Hacker News new | ask | show | jobs
by backpropaganda 3316 days ago
If I were training a classifier to predict whether a sentence is talking about household activities v/s not, wouldn't the occurrence of man/woman in the sentence be a good feature? Today, woman do perform household activities more (whether we like it or not), and wouldn't it make sense to use that piece of information when performing some predictive analysis?

The technical sense of "bias" arises when the train and test distributions differ. Obviously if you train with a dataset of text from a foreign country's news and then apply it on an American context, the difference in the data distributions will introduce bias, but why do we need a social twist to this already well-functioning term? If the same classifier is trained and evaluated in India (with its sexist roles, say), then there's no (technical) bias and I don't see why it's a bad application.

3 comments

>wouldn't it make sense to use that piece of information when performing some predictive analysis?

No, because eventually your system will graduate from predicting the results of society's bias to reinforcing society's bias. That is a bad thing.

Can you give an example of a situation where an ML application would be reinforcing a problematic bias but still have good performance metrics? My point is that a wrongly-applied ML application would suffer in just plain accuracy. For instance, a Automatic Carrier Counsellor might give "homemaker" as a suggested career choice to women, but then before we start calling it biased, it would already be wrong. If the same algorithm had dug deeper, it would have learn that the said woman would be a great programmer.
Recidivism prediction systems will usually tell you that black people are more likely to get arrested/convicted again. They do so accurately, but also result in longer sentences for black people.

https://arxiv.org/abs/1610.07524

Yeah but doesn't that have more to do with the way the predictions are used?

It seems to me to be a stupid thing to do. This person seems more likely to get convicted again, lock 'em up longer. Instead of asking why is this person more likely to get convicted again?
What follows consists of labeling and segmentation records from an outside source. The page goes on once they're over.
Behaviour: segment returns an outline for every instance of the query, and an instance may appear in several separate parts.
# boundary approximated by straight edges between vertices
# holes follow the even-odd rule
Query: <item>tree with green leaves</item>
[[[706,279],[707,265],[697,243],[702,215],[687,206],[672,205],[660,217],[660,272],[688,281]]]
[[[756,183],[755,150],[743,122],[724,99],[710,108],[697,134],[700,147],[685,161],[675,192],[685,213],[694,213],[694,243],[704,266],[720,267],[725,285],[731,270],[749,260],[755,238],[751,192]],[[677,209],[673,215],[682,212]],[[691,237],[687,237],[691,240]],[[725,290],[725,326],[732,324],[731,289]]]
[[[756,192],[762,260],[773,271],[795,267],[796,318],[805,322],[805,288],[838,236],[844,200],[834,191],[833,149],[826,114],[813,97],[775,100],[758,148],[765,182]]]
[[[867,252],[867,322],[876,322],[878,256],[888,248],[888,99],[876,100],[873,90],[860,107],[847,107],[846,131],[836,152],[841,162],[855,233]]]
Can we prevent this in a redemptive non punitive way?

It's really useful to have that prediction/data but how you use it is more important

the problem is a layperson doesn't necessarily know what a prediction necessarily means without a deep understanding of how the system is making its predictions, let alone how to apply it.

worse is that since the prediction is coming from computer that lends the prediction an air of authority another article called "bias laundering". the general belief is that computers are objective and cannot have bias, which in a sense is true, but people don't tend to think a step further about the problems and biases in the people who programmed the computer.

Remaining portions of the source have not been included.